Alors que Strom s’attendait à voir des éléments plus légers, elle a été particulièrement surprise par la présence de nickel. Plus lourd que le fer, le nickel est rare et incroyablement difficile à observer.
« Jamais dans mes rêves les plus fous je n’aurais imaginé que nous verrions du nickel », a déclaré Strom. « Même dans les galaxies proches, les gens ne l’observent pas. Il doit y avoir suffisamment d’éléments présents dans une galaxie et de bonnes conditions pour l’observer. Personne ne parle jamais d’observer le nickel. Les éléments doivent briller dans le gaz pour que nous puissions les voir. Donc, pour que nous puissions voir du nickel, il se peut que les étoiles des galaxies aient quelque chose d’unique. »
Autre surprise : les galaxies adolescentes étaient extrêmement chaudes. En examinant les spectres, les physiciens peuvent calculer la température d’une galaxie. Alors que les poches de galaxies les plus chaudes peuvent atteindre plus de 9 700 degrés Celsius (17 492 degrés Fahrenheit), les galaxies adolescentes enregistrent une température supérieure à 13 350 degrés Celsius (24 062 degrés Fahrenheit).

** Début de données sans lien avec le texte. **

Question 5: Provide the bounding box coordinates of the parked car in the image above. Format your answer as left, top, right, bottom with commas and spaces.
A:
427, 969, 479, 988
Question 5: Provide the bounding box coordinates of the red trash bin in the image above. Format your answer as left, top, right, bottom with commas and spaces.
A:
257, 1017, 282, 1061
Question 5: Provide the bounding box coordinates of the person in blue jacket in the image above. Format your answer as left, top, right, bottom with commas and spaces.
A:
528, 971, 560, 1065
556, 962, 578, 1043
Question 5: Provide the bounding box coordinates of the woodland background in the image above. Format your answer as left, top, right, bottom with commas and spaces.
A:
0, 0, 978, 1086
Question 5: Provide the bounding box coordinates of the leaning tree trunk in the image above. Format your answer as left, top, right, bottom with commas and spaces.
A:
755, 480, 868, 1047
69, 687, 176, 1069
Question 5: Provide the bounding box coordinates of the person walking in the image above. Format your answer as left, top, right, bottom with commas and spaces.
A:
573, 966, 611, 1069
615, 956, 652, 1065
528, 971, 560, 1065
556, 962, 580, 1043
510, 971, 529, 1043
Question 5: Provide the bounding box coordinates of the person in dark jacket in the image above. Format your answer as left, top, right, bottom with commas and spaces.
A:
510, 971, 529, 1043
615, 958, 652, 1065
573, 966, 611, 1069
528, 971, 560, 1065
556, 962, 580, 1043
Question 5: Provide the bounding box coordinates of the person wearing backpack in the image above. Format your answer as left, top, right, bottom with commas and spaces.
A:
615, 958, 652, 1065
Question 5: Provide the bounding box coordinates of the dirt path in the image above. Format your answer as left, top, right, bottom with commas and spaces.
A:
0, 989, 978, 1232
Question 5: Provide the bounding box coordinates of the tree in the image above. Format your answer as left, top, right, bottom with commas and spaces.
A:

« Ce n’est qu’une preuve supplémentaire de la différence entre les galaxies lorsqu’elles étaient plus jeunes », a déclaré Strom. « En fin de compte, le fait que nous observions une température caractéristique plus élevée n’est qu’une autre manifestation de leur ADN chimique différent, car la température et la chimie du gaz dans les galaxies sont intrinsèquement liées. »
L’étude a été soutenue par NASA, la Fondation Pittsburgh et la Research Corporation for Scientific Advancement. Les données ont été obtenues à partir des archives Mikulski pour les télescopes spatiaux du Space Telescope Science Institute et de l’observatoire WM Keck.